For filesystems like S3, you could use a dedicated metadata DB for managing pages, effectively separating data and metadata. Separating metadata and page can be great for larger page sizes.

You can see an example using the SQL [`examples/versioned_memory_server_test.sql`](examples/versioned_memory_server_test.sql) and the server [`examples/versioned_memory_server.rs`](examples/versioned_memory_server.rs) of a RW instance making updates, and a non-blocking RO reading the data. This example uses an copy-on-write `Vec`, with versions timestamped every write.
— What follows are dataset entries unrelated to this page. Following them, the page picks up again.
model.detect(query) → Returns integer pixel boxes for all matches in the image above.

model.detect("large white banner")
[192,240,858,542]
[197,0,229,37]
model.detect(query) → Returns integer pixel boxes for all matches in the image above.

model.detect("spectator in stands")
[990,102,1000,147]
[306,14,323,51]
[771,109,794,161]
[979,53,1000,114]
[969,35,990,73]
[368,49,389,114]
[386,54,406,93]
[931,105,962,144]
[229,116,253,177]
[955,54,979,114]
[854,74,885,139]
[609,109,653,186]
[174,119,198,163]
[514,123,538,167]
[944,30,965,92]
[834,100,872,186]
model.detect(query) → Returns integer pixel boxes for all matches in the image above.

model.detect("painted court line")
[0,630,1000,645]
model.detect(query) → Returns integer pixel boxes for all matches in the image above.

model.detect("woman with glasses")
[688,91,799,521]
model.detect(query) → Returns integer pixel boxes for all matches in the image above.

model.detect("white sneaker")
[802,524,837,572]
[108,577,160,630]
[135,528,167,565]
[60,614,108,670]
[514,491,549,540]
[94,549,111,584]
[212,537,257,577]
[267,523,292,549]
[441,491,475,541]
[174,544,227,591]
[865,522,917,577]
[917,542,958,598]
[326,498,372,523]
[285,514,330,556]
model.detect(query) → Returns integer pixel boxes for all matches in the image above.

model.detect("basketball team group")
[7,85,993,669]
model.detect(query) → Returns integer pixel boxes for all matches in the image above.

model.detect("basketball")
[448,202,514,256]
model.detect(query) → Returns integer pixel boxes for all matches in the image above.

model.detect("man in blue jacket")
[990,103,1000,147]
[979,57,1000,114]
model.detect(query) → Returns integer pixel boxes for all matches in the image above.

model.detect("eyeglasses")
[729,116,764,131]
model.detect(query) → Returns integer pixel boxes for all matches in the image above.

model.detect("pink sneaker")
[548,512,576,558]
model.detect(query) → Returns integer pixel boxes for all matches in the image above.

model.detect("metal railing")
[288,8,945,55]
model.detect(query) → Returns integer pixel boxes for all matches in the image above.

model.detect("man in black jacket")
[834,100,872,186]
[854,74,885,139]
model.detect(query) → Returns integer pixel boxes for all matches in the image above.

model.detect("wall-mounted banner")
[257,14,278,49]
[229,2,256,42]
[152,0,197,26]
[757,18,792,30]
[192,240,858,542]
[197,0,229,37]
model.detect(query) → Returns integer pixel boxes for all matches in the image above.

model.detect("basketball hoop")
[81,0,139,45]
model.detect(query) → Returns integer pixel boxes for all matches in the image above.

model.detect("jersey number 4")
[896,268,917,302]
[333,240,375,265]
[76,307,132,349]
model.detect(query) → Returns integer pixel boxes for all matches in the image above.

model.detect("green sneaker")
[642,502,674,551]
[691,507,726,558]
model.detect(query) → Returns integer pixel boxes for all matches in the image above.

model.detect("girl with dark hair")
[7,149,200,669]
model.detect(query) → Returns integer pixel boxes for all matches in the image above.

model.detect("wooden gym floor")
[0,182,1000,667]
### Local Page Caching ([TODO](https://github.com/danthegoodman1/gRPSQLite/issues/3))

You can enable local page caching, enabling reads for pages that haven't changed since the last time the VFS saw to be faster.

How it works:
1. When the VFS writes, it includes the checksum of the data, which you should store
2. When the VFS reads, it includes the checksum that it has locally
3. If the checksum matches what you have at the server you can respond with a blank data array, which tells the VFS to read the local copy
4. The VFS will read the page into memory, verify the checksum, and return it to SQLite

Depending on how you store data, this can dramatically speed up reads.

_Because the first page of the DB is accessed so aggressively, it's always cached in memory on the RW instance._

## Tips for Writing a gRPC server

An over-simplification: You are effectively writing a remote block device.

### Handling page sizes and row keys

Because SQLite uses stable page sizes (and predictable database/wal headers), you can key by the `offset % page_size` (sometimes called `sector_size`) interval. SQLite should always
perform writes on the `page_size` interval already, but it's a good idea to verify on write to prevent malicious clients from corrupting the DB.

This VFS has `SQLITE_IOCAP_SUBPAGE_READ` disabled, which would otherwise allow reads to occur at non-offset intervals.
However, it will still often read at special offsets and lengths for the database header. The following is an example of what operations are valled on the main db file when it is first opened:

```
read file=main.db offset=0 length=100
get_file_size file=main.db
read file=main.db offset=0 length=4096
read file=main.db offset=24 length=16
get_file_size file=main.db
```

The simplest way to handle this is when ever you get an offset for a read, use the key `(offset % page_size) * page_size`. You should still return the data at the expected offset and length to the gRPC call.

### Reads for missing data

You need to return the requested length data, if it doesn't exist, return zeros. See examples.

### Leases

When ever a write occurrs, you MUST transactionally verify that the lease is still valid before submitting the write.

If you do not support atomic writes (e.g. backed by S3), then you will have to do either some sort of 2PC, or track metadata (pages) within an external transactional database (e.g. Postgres).

## Performance

While the network adds some overhead, gRPSQLite makes up expected dramatic performance differences through atomic batch commits and read replicas.

Atomic batch commits mean that you only send a single write operation to the gRPC server, which is likely using a backing DB that does all transaction writes at once (FDB, DynamoDB).

Additionally, if using a DB that supports read replicas, you can scale reads out for additional machines aggressively, especially when combined with tiered caches.

## Contributing

Do not submit pull requests out of nowhere, they will be closed.

If you find a bug or want to request a feature, create a discussion. Contributors will turn it into an issue if required.